NDAR / nda-tools

Python package for interacting with NDA web services. Used to validate, submit, and download data to and from NDA.
MIT License
48 stars 22 forks source link

having full local paths in .csv for data files still requires some location to be entered #14

Open yarikoptic opened 5 years ago

yarikoptic commented 5 years ago

which makes little sense. I think analysis should be done in code and if paths are absolute, there should be no question asked. So I had to enter / directory as the location:

/data/R01/bids/Brain/wpc-7642/sub-719531/ses-01/func/sub-719531_ses-01_task-recognitionFood_acq-MB8_run-02_bold.nii.gz
/data/R01/bids/Brain/wpc-7642/sub-719531/ses-01/func/sub-719531_ses-01_task-rest_acq-MB8_run-01_bold.nii.gz
Press the "Enter" key to specify directory/directories OR an s3 location by entering -s3 <bucket name> to locate your associated files:/
Building Package

which later on failed anyways with

  File "/home/XXX/proj/nda-tools/NDATools/Submission.py", line 352, in batch_update_status
    list_data = self.generate_data_for_request(status)
  File "/home/XXX/proj/nda-tools/NDATools/Submission.py", line 132, in generate_data_for_request
    size = self.full_file_path[file][1]
KeyError: 'data/NDA/output_v2/sub-719218_ses-01_task-rest_acq-MB8_run-01_bold.metadata.zip'
obenshaindw commented 5 years ago

@yarikoptic thanks for the issue. We can consider adding first a try that looks for the files using the paths provided (make the assumption paths are absolute), then prompt user for help in locating the files.

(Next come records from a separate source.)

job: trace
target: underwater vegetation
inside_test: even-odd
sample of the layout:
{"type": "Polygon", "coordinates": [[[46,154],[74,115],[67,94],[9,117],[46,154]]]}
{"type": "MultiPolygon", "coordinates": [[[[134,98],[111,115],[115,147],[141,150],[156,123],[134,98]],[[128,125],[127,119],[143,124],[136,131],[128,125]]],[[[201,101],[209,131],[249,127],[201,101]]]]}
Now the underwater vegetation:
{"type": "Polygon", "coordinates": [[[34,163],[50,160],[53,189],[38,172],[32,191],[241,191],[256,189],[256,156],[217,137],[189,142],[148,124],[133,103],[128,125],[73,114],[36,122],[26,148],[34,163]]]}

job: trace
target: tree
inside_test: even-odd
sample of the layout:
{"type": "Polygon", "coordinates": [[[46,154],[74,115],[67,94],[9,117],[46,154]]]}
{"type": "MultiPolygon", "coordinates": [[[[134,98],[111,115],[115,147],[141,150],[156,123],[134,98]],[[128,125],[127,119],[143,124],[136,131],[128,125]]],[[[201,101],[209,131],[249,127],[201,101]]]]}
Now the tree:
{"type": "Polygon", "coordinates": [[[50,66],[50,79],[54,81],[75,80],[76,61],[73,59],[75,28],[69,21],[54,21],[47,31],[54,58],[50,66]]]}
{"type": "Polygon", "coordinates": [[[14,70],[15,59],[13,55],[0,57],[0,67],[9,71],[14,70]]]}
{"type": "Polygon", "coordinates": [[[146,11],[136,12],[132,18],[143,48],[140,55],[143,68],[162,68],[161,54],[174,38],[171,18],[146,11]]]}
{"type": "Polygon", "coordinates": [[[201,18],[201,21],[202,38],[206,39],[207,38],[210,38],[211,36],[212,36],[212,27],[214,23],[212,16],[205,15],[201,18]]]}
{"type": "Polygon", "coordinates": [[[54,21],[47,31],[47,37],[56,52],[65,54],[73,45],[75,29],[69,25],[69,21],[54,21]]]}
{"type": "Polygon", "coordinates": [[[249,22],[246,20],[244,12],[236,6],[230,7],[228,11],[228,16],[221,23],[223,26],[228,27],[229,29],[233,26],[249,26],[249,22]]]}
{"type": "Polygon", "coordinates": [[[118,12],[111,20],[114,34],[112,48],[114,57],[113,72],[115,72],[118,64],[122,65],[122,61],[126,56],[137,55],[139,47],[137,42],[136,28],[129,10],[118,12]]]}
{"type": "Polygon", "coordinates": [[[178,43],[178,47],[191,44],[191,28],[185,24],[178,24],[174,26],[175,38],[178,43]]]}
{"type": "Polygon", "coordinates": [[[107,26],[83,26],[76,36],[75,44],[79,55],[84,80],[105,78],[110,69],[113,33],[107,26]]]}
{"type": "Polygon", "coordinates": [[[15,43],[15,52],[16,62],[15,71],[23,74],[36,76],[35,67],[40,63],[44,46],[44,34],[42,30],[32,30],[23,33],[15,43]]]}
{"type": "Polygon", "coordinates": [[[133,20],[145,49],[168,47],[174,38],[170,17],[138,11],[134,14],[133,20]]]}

We definitely want to preserve the feature that allows paths to be relative and not start at the root, as NDA will preserve these paths into the creation of S3 Objects and future downloads of the data. The inability for the tool to match the strings in the CSV file to file locations on the user's system (or S3 Object storage) is one of the more frequent HelpDesk tickets, and we definitely need to look at how to make this easier and/or better documented. @ericearl had similar frustrations in getting the tool to locate manifest files and the associated files therein.

Any suggestions for how to make this better are welcome, I think we will try to address all current open issues in our next sprint. Depending on what that looks like we may try to tackle some improvements to bids2nda as well.

yarikoptic commented 5 years ago

Well, in the simplest case it is just a matter of using os.path.isabs on the paths and making sure that leading / is not stripped away for them.

But related issue is that ATM that AFAIK the entirety of the full path is now used to establish the "paths into the creation of S3 Objects", so for a file with full path /home/login/sensitiveinfo/blah/datasetroot/subdir/file.nii.gz all of the components (home/login/sensitiveinfo/blah/datasetroot/subdir/file.nii.gz) will be reflected in the path on S3, correct? Ideally, home/login/sensitiveinfo/blah/datasetroot/ should not be a part of it since not really pertinent to the internal dataset hierarchy. A few ideas on possible ways to handle that:

obenshaindw commented 4 years ago

which makes little sense. I think analysis should be done in code and if paths are absolute, there should be no question asked. So I had to enter / directory as the location:

/data/R01/bids/Brain/wpc-7642/sub-719531/ses-01/func/sub-719531_ses-01_task-recognitionFood_acq-MB8_run-02_bold.nii.gz
/data/R01/bids/Brain/wpc-7642/sub-719531/ses-01/func/sub-719531_ses-01_task-rest_acq-MB8_run-01_bold.nii.gz
Press the "Enter" key to specify directory/directories OR an s3 location by entering -s3 <bucket name> to locate your associated files:/
Building Package

which later on failed anyways with

  File "/home/XXX/proj/nda-tools/NDATools/Submission.py", line 352, in batch_update_status
    list_data = self.generate_data_for_request(status)
  File "/home/XXX/proj/nda-tools/NDATools/Submission.py", line 132, in generate_data_for_request
    size = self.full_file_path[file][1]
KeyError: 'data/NDA/output_v2/sub-719218_ses-01_task-rest_acq-MB8_run-01_bold.metadata.zip'

@yarikoptic can you provide a copy of the file you started with and the arguments you provided? We are looking to make some improvements to how the script handles file paths and are having a little difficulty reproducing the exact issue. Thanks.

yarikoptic commented 4 years ago

@yarikoptic can you provide a copy of the file you started with and the arguments you provided?

eh heh, quite a bit of time has passed. We are still looking around but I am afraid it might be gone. So far got only the one with relative paths

We are looking to make some improvements to how the script handles file paths and are having a little difficulty reproducing the exact issue.

I am surprised now that I have not posted the version (commit) of the nda-tools we used, but judging from the date, if anything fixed it should be in the e9ba5b6ed1ca13a7fceee6f7ff2675e81b45f0a8..66c48a048152b7faab4dca1696d93d91f6181e72 range. But I do not spot anything which could be relevant. I guess for the next upload we will try to protocol the situation better.